Durante el evento Kick Off de LATAM ConsultUS en el hotel Enjoy de Punta del Este (Uruguay), se desarrollaron hubs en simultáneo con presentaciones de gestoras sobre productos de inversión.
En el hub MaximUs expuso Edmond de Rothschild, con la presentación de David Hayon, head of Latam Business Development y Stephane Mayor, senior manager Emerging Markets Debt Fund quienes comentaron sobre las oportunidades en crédito corporativo de mercados emergentes.
Uno de los principales motores de rendimiento en el high yield de mercados emergentes es la dinámica de las tasas de interés y la calidad crediticia. Los inversores tienden a dirigirse hacia este activo cuando las tasas de interés disminuyen y el crédito de alta calidad comienza a mostrar signos de debilidad en sus pagos. Esto se traduce en una búsqueda de rendimientos más atractivos, asumiendo un cierto nivel de riesgo crediticio, comentó Hayon.
En este contexto, la labor del equipo gestor del fondo se vuelve crucial. Su objetivo principal es disociar el riesgo de crédito y el riesgo balance con el riesgo país. ¿Cuál es la diferencia entre estos tipos de riesgo? El riesgo de crédito se refiere a la probabilidad de que un emisor de bonos incumpla con sus pagos, mientras que el riesgo país considera las condiciones macroeconómicas y geopolíticas que podrían afectar a toda una región o país en particular.
En cuanto al posicionamiento del fondo, hay una estrategia específica. El enfoque se centra en el segmento de high yield, con una distribución geográfica que muestra una infraponderación en Asia, mientras que se mantienen posiciones significativas en América Latina, África y Europa.
Dentro de América Latina (58% de la cartera); Brasil, Argentina y Colombia representan una parte considerable del portafolio, seguidos por una presencia estratégica en África (20%), principalmente en sectores como el gas y las telecomunicaciones, y en Europa, con una exposición destacada en Ucrania.

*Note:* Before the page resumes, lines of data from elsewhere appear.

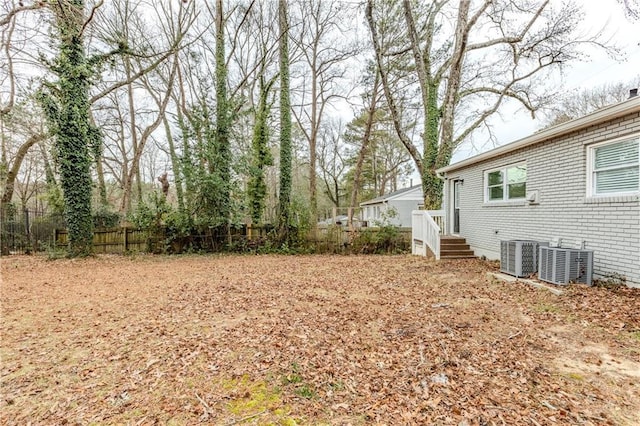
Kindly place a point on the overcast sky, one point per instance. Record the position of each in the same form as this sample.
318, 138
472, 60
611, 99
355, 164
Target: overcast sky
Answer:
600, 69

El fondo no utiliza derivados para gestionar la duración, que proviene directamente de los bonos en cartera, en ese sentido no hay gestión activa. Asimismo, se evita la compra de bonos con calificación CCC, evaluando cuidadosamente la situación de países como Argentina y Ucrania para decidir si mantenerlos en la cartera o no.
En el caso de Argentina, ya no está tan presente en la cartera aunque hay empresas como Pampa Energía y Aerolíneas Argentinas, que podrían ser consideradas como investment grade en otros contextos, brinda confianza al fondo.
Además, la situación en Ucrania ha sorprendido positivamente, con empresas que han logrado aumentar sus ingresos incluso después de la guerra, gracias a su ubicación estratégica y su enfoque empresarial resiliente.
Al analizar el spread del fondo en comparación con el índice de referencia CEMBI BROSD DIVERSIFIED INDEX, se observa una diferencia significativa que ha contribuido a su desempeño superior. Sectores específicos como los sectores de transporte y logístico en Brasil, representan áreas de oportunidad para la recuperación.
Finalmente, los resultados del fondo hablan por sí mismos, superando significativamente el rendimiento del índice de referencia gracias a una gestión activa y un enfoque agnóstico respecto a los benchmarks. Esto ha llevado al fondo a destacarse en su categoría, que rankea en las primeras posiciones de los 600 de su categoría.